もぐもぐとタイヤキを齧るリベルの姿を見ていると、なんだか胸が高鳴ってきます。
「かわいい……」
「汝は何を言っておるのだ」
リベルが眉を顰めながら、私に視線を向けてきます。
「我は精霊の王にして最強の竜だぞ。可愛いわけがなかろう」
「でも、なんだかキュンと来ましたよ」
「心臓の病気かもしれん」
「《リザレクション》!」
魔法を発動させると、私の身体を温かな光が包みました。
「これで大丈夫ですね」
「その返し方はさすがの我も予想外だ」
「私の勝ちですね」
ふふん。
私は胸を張ります。
ちなみにネコ精霊たちはそれぞれタイヤキを齧りながら、
「おくさん。

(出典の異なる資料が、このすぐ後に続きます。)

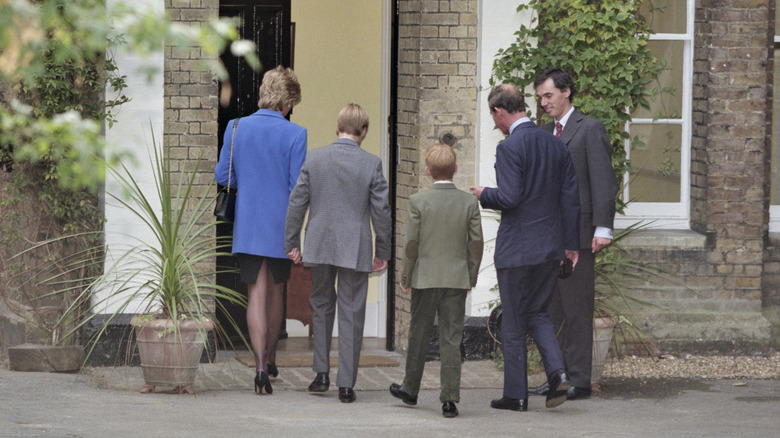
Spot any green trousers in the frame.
[403,288,468,403]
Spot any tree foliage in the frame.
[491,0,665,211]
[0,0,258,192]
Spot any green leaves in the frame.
[490,0,665,211]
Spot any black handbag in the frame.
[214,119,239,222]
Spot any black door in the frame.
[216,0,292,344]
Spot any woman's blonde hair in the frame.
[338,103,368,135]
[257,65,301,112]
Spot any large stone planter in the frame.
[135,319,214,394]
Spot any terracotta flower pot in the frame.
[135,319,214,393]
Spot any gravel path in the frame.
[604,353,780,380]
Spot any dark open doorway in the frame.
[216,0,293,344]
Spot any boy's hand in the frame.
[371,257,387,272]
[287,248,301,265]
[469,186,485,200]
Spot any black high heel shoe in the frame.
[255,371,274,395]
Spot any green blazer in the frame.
[401,182,484,289]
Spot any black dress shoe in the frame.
[309,373,330,392]
[339,387,356,403]
[528,382,550,395]
[390,383,418,408]
[490,397,528,412]
[566,386,591,400]
[544,371,571,408]
[441,402,458,418]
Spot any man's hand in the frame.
[469,186,485,200]
[561,249,580,272]
[287,248,301,265]
[590,236,612,254]
[371,257,387,272]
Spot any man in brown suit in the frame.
[529,67,618,400]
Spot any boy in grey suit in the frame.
[284,104,392,403]
[390,144,483,418]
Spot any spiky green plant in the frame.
[13,132,246,364]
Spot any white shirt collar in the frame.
[556,106,574,127]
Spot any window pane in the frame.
[639,0,688,33]
[628,124,682,202]
[631,41,685,119]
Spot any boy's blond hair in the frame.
[425,143,457,180]
[337,103,368,136]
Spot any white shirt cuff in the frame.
[593,227,612,240]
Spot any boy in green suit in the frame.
[390,144,483,418]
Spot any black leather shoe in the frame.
[339,387,357,403]
[544,371,571,408]
[566,386,591,400]
[490,397,528,412]
[390,383,418,408]
[528,382,550,395]
[441,402,458,418]
[309,373,330,392]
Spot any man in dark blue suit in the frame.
[471,84,580,411]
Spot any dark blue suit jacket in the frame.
[480,122,580,269]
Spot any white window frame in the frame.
[615,0,696,230]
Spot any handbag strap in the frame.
[227,117,241,193]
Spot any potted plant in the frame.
[14,134,246,393]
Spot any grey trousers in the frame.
[403,288,468,403]
[309,265,368,388]
[547,249,595,388]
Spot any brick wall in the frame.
[632,0,780,351]
[163,0,219,280]
[395,0,479,349]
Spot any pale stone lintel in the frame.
[616,230,708,249]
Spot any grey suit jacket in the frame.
[543,109,618,249]
[284,138,392,272]
[401,183,483,289]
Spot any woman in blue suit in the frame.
[214,66,306,394]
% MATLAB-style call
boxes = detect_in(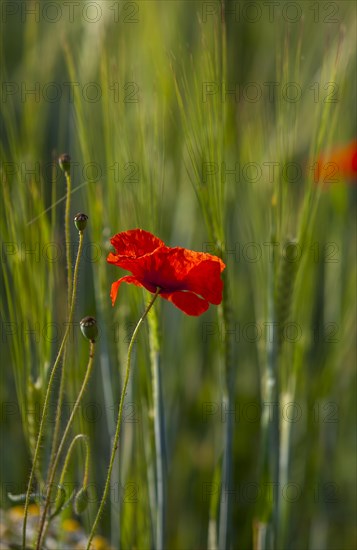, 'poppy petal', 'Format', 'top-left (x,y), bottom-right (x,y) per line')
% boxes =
(160, 290), (209, 317)
(185, 260), (224, 305)
(110, 229), (165, 259)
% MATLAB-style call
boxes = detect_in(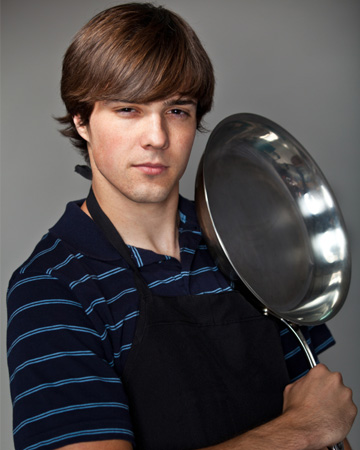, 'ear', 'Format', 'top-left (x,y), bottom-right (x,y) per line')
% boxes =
(73, 114), (89, 142)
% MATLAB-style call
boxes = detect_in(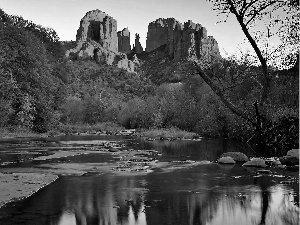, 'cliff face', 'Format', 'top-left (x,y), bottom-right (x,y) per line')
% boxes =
(134, 34), (143, 54)
(76, 9), (118, 52)
(65, 9), (135, 72)
(146, 18), (220, 61)
(118, 28), (131, 54)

おたがいに、あーん、してましたわよ。あーん」
「あつあつですわねえ。おほほ」
「くちのなかが、あまあまですわー」
などと囁き合っていました。
マリアのモノマネでしょうか。
……なかなか似てますね。
その後――
私、リベル、そして三匹のネコ精霊はほぼ同時に食べ終えました。
「ごちそうさまでした」
「うむ。我は満足だ」
「おいしかったね!」
「もういっぴきたべたい。そんなときこそ、がまん、がまん」
「だいえっとのこつだよ! もぐもぐ」
あれ?
さらにもう一匹、食べてる子がいませんか。
「あんまり食べすぎると、太っちゃいますよ」
つんつん。
私は身を屈めると、二匹目を食べているネコ精霊のお腹をつつきます。
「きゃー」
「ぷにぷにしてますね」
「だ、だいえっとはあしたからー」
「それ、永遠にやらないやつですよね」
「ざんこくなしんじつ! ぴえー」
ネコ精霊は鳴き声、というか泣き声をあげると、タイヤキを一気に食べ終えました。
「ごちそうさまだよ!」
「ちゃんと言えてえらいですね」
よしよし。
私が頷きながら立ち上がると、他の二匹のネコ精霊が声をかけてきます。
「たいやきもたべおえたところで、しめのあいさつだよ!」
「フローラさま、これをよんでね!」
そう言ってネコ精霊はニホンゴの書かれた紙を差し出してきます。
締めの挨拶……?
これ、何かのイベントだったのでしょうか。
タイヤキを食べていただけですよね。
疑問は尽きませんが、とりあえず、読み上げましょうか。
「『改めまして、カドカワBOOKS六周年おめでとうございます。次の一年がさらなる飛躍に繋がることを心から願っております。今後ともよろしくお願いいたします』……これでいいですか」
というか結局、かどかわぶっくす、って何でしょう。
気になって今夜は眠れそうにありません。